In preparation for the trip to Cincinnati, I packed along a pea coat. (Why?  Because I wanted to look stylin’, that’s why.) Unfortunately, however, this decision led to all sorts of problems.  First, I wasn’t able to stuff it inside my bag, and removing other clothes to make room for it made us even more late for our plane than we already were. (Spoiler alert: we caught the plane on time.) Second, unbeknownst to me, the Bowl was scheduled at the Hilton—the very hotel in which we were staying—so there was no reason for us to go outside other than to eat or sightsee.  Third, even if we were going to spend time outside, I wouldn’t have needed a pea coat, or any coat at all, because while it was chilly in Spokane, Cincinnati was experiencing a 75 degree heat-wave.  Needless to say, my wonderful teammates and coaches mocked me relentlessly for my unnecessary carry-on.  Eventually, I snapped, told them all to shove it (albeit in terms less appropriate for this blog) and proclaimed that if we made it to the final round, I’d “wear my ******* pea coat” just to spite them all.  Long story short, we did.  And I did.  It was extremely hot, and rather itchy, but dang I looked fly.

In the semi-finals, we faced Wake Forest, an outstanding team and our most challenging opponent overall.  To quote Mike Tyson in the third-person possessive, their style was impetuous, their defense was impregnable, and they were just ferocious.  Jesse and Max, however, stepped up their game and matched every point Wake Forest made.  The round was an hour-long fury of energy.  Finally, however, it was over, and the judges spent several minutes calmly and deliberately preparing their scores.  Finally, they held up the results.  Out of one hundred eighty points possible, we had won by a single point.  One of their team members broke down and cried.  They were a brilliant team, and it was an honor to have competed with them.  I relayed that sentiment to each member as we shook their hands.  Nevertheless, as we moved on to prepare for the final round, and as they walked over to the elevator, Krister overheard them exclaiming “I hope they lose!”

In the final round, we faced Clemson University.  They wore matching orange shirts atop dark trousers.  When they sat down to debate us, however, all we could see were their orange tops.  From our view, they looked like prison inmates.  Coincidentally, the final case was “Prison Break,” which concerned  the recent decision of Mississippi governor Haley Barbour to suspend the sentences of felons Gladys and Jamie Scott, on the condition that Gladys donate a kidney to Jamie.  After the match was over, we shook hands with Clemson, received the trophy, had our pictures taken, and called friends and family to tell them the news.  After it was all over, we walked to the elevator.  Everyone was exhausted, but happy.  As soon as the door closed, however, Mike Ingram suddenly exclaimed “Prison case, baby.  Beat ‘em at their own game!” before doing a little jig and shrieking in excitement.  Forget the trophy; that alone made the trip.

Closing thoughts:

I knew I had received an outstanding education at Whitworth, but I never had an opportunity to see how it might compare to that of other schools.  This was my first real chance to see, empirically, exactly what I had paid for.  Whitworth has placed within the top five schools at the National Bowl three times in the past four years.  Furthermore, several members of standout teams over the last few years have been English majors.  I do not believe this was a coincidence.

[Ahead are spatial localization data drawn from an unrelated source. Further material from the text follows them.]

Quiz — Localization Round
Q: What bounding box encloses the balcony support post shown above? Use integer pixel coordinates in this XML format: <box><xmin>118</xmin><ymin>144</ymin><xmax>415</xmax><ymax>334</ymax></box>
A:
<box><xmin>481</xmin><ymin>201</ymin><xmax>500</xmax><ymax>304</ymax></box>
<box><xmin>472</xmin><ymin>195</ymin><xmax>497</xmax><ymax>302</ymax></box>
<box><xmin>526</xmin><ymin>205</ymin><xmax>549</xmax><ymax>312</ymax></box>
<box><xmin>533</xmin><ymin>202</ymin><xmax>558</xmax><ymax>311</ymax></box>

Whitworth English department is filled with professors who are committed to producing strong, smart, and capable students.  Several of these professors, including Thom Caraway, Vic Bobb, and Fred Johnson, were exceptionally helpful in providing direct assistance on particular cases.  All of these professors, however, were indirectly involved through the time, energy, and skill that they brought to the classroom, and by being incorrigibly devoted to producing not just better debaters, or better students—but better people.  That goes for all departments, and all people involved.  Any courage or tenacity we showed was tempered by the professors, family, and friends we had around us.  It’s unsurprising to me, then, that my most vivid memory of the Bowl is that of being a part of something much, much larger than myself.

(Left to right: Sarah, Krister, Mike, Max, Jesse, myself.  Not pictured: Keith Wyma.)